If they create a dashboard in search they cannot edit the permissions to share the dashboard to "App" so the other role or users in the same role can see their dashboard. By default it is built and remains "private".
If I add all capabilities under "power" role (that aren't in "user") to roles A and B they still cannot edit permissions on their own dashboard to share to "app" context so the dashboard an be shared in search app.
If I add "power" to inheritance of roles A and B roles then they can edit the permissions.
What am I missing?
I did find out that the GUI and rest show different things:
| rest /servicesNS/-/-/configs/conf-authorize splunk_server="local"
| search title IN (role_power role_atest)
Now the questions are which one is correct and why are they different?
When you want to give permission make KOs shared inside app you must give write access to this app for role which you are using. This has done by meta.local or giving write permission inside manage apps GUI panel.
or in local.meta inside this app
 access = read : [ * ], write : [ admin, A, B ]
Thank you for the reply but that is not the issue. The issue is that unless I make a new role inherit "power" it cannot edit the KO. It is not even an option.
My new role inherits user and I then added all of the missing capabilities that are in the Power role but it still will not let my new role have the option to edit permissions.
There must be some capabilities that are not exposed in RBAC and I am trying to figure out what these are.
I know some may say just inherit Power and be done.
My issue is that if Splunk is not exposing all capabilities in the GUI(edit KO permissions) than what else may I be adding to a role by inheriting Power that I am unaware of?
Thank you for the thought.
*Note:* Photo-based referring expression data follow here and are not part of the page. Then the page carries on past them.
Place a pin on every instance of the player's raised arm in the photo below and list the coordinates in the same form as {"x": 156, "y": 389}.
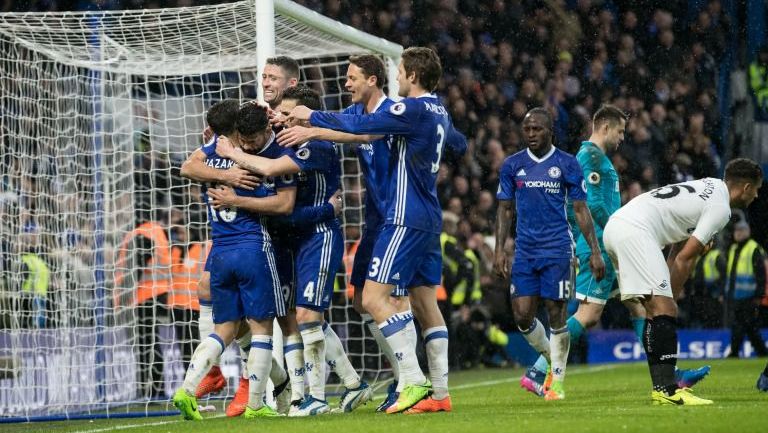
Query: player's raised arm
{"x": 584, "y": 220}
{"x": 257, "y": 164}
{"x": 297, "y": 135}
{"x": 279, "y": 204}
{"x": 399, "y": 119}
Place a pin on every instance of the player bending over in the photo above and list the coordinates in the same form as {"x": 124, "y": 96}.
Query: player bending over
{"x": 686, "y": 216}
{"x": 603, "y": 199}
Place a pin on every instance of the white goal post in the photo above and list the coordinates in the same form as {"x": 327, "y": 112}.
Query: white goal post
{"x": 97, "y": 112}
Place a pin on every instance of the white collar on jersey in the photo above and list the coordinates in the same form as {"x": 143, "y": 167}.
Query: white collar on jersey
{"x": 543, "y": 158}
{"x": 378, "y": 104}
{"x": 269, "y": 143}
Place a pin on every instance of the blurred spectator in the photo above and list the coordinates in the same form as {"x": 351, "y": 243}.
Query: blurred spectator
{"x": 142, "y": 282}
{"x": 758, "y": 80}
{"x": 745, "y": 286}
{"x": 704, "y": 291}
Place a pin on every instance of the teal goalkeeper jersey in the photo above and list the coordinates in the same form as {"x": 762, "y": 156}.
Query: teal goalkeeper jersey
{"x": 603, "y": 197}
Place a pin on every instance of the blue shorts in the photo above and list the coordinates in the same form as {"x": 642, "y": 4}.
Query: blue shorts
{"x": 546, "y": 278}
{"x": 317, "y": 259}
{"x": 403, "y": 256}
{"x": 285, "y": 271}
{"x": 588, "y": 288}
{"x": 207, "y": 266}
{"x": 244, "y": 284}
{"x": 363, "y": 261}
I actually copied that exact settings from default/authorize.conf for the power role and put it in my role in local/authorize.conf.
I then compared the 2 roles with the following:
| rest /services/authorization/roles
| search title IN (power atest)
Using all three of these methods of validation the only difference between the roles is the name. Other than that they are exactly the same.
There appears to be something built into the power role that is not exposed under the capabilities settings.
If I copy over all of the same settings(capabilities) to my new role I cannot edit KO permissions. If I inherit the power role in my new role I can.
FYI: As there can be some inheritances between roles etc. I have noticed that those couple of rest queries without recursion are not enough to get all detail information out of those. In my case I have roles which seems to be exactly same with those rest + btool + diff, but after I play some time with that above app I found some differences which are reason for weird behaviour.
I should be very specific and state that it is not an option to edit the permissions on the KO, not that I can't edit the KO itself.
Also, this is a KO (dashboard) created by myself in the role so I own it but still cannot edit permissions unless I inherit Power in the new role I created.